Weitere Beispiele, die ich endlich in Angriff nehmen möchte sind:

  • Umstellung des Ratsinformationssystem auf ein papierärmeres Verfahren,
  • Elektronischer Posteingang und elektronische Aktenführung,
  • Einführung von Geo-Applikationen (Bodenrichtwerte / B-Pläne online abrufbar),
  • Intelligenter Wegweiser im Rathaus,
  • Kitaplatz-Portal zur Vormerkung, Anmeldung und Verwaltung von Kitaplätzen,
  • Elektronische Ausschreibung mit Online-Ausschreibungsportal.

Vorgänge und Abläufe optimieren

... geht, wenn man grundsätzlich alle Prozessabläufe auf den Prüfstand stellt, um sie von „Verschwendung“ zu befreien. Verschwendung tritt immer dann auf, wenn die erbrachten Tätigkeiten keinen Beitrag zum Endprodukt liefern. Verwaltungsabläufe müssen vereinfacht und effizienter werden, damit sich das Personal wieder auf seine Kernkompetenzen konzentrieren kann. Die Lösung für Überlastung kann nicht immer nur lauten: „Mehr Personal“, stattdessen muss an der Ursache der Überlastung gearbeitet werden. Rezentralisierung kann hier eine mögliche Lösung sein ... fachliche Tätigkeiten wieder durch die zuständigen Fachleute erledigen lassen - nicht jeder Mitarbeiter muss Controller, Finanzbuchhalter und Personalsachbearbeiter in Personalunion sein, um seinen eigentlichen Job zu machen!

Mitarbeiter müssen jedoch nicht um ihren Arbeitsplatz bangen, wenn Arbeitsabläufe optimiert werden oder Aufgaben wegfallen.
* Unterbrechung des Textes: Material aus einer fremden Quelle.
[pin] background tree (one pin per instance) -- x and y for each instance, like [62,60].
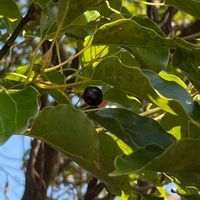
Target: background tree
[108,90]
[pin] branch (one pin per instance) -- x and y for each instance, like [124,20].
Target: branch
[28,17]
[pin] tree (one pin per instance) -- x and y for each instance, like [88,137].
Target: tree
[144,56]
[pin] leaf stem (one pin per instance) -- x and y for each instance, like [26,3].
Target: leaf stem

Es gibt genug Alternativen den Personaletat ohne einschneidende Veränderungen zu reduzieren:

  • Stopp von Neueinstellungen,
  • keine Verlängerung von befristeten Arbeitsverhältnissen,
  • freiwilliges Umwandeln von Voll- in Teilzeit,
  • vorzeitiger Ruhestand oder ganz einfach
  • Überstundenreduzierung.

Aufgaben anpassen ...

... geht, wenn man die städtischen "Dienstleistungen" hinsichtlich ihrer markttauglichkeit“ überprüft. Wenn die Stadt für ein Dienstleistung mehr ausgibt, als sie einnimmt, muss dieses Produkt kritisch hinterfragt werden. Dies gilt besonders dann, wenn ein städtisches Angebot in Konkurrenz zu anderen Anbietern steht und nicht zu marktüblichen Preisen angeboten werden kann. 
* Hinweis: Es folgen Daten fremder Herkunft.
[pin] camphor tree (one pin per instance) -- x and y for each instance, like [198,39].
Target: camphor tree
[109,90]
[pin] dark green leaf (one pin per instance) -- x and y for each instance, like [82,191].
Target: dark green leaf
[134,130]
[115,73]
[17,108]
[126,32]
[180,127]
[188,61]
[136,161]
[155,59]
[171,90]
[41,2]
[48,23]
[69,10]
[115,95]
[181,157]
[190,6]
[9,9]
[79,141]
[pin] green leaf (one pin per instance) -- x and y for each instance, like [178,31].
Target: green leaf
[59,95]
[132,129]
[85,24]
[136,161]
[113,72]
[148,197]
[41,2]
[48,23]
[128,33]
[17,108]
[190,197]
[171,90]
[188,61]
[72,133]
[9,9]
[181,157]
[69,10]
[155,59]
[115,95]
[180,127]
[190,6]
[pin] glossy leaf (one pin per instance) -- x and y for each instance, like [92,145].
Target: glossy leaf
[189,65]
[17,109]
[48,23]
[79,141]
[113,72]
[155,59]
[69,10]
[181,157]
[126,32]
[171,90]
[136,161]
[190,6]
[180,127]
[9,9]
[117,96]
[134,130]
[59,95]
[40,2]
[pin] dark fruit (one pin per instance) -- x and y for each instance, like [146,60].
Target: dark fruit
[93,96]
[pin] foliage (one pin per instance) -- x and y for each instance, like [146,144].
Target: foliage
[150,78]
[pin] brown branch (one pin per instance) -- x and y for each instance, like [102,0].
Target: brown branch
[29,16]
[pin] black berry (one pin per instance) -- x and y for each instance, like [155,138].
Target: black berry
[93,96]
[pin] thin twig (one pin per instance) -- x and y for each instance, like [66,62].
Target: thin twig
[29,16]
... am Beispiel der Friedhöfe

Das Produkt „Friedhof“ muss dringend "renoviert" werden, da die Gebühren hier fast das Doppelte des marktüblichen betragen. Da das Angebot zu teuer ist, sinkt die Nachfrage. Bei sinkender Nachfrage müssen die weiter laufenden Kosten (die Fixkosten) auf immer weniger Zahler umgelegt werden. Eine Preisspirale beginnt und das Produkt wird immer unattraktiver. Hier gibt es genug Beispiele für eine erfolgreiche Produktneugestaltung (so schreiben zum Beispiel Flensburg oder Ohlsdorf nach ihrer Produktrenovierung wieder schwarze Zahlen).

... am Beispiel der Hausmeisterdienste

Das Hausmeistersystem muss grundlegend überarbeitet werden. Statt sich um Schließdienst oder Handwerkerbeauftragung zu kümmern, sollen Hausmeister mit handwerklichem Hintergrund direkt vor Ort Kleinreparaturen umsetzen. Mal einen Klassenraum streichen oder einen Wasserhahn auswechseln. Ein Scharnier in Ordnung bringen oder einen Schließzylinder tauschen – schnell, einfach, kostengünstig. Mehr Spaß an der Arbeit durch mehr Eigenverantwortung, mehr Kompetenz und mehr Selbstbestimmung. Mehr Identifikation mit dem "eigenen" Objekt.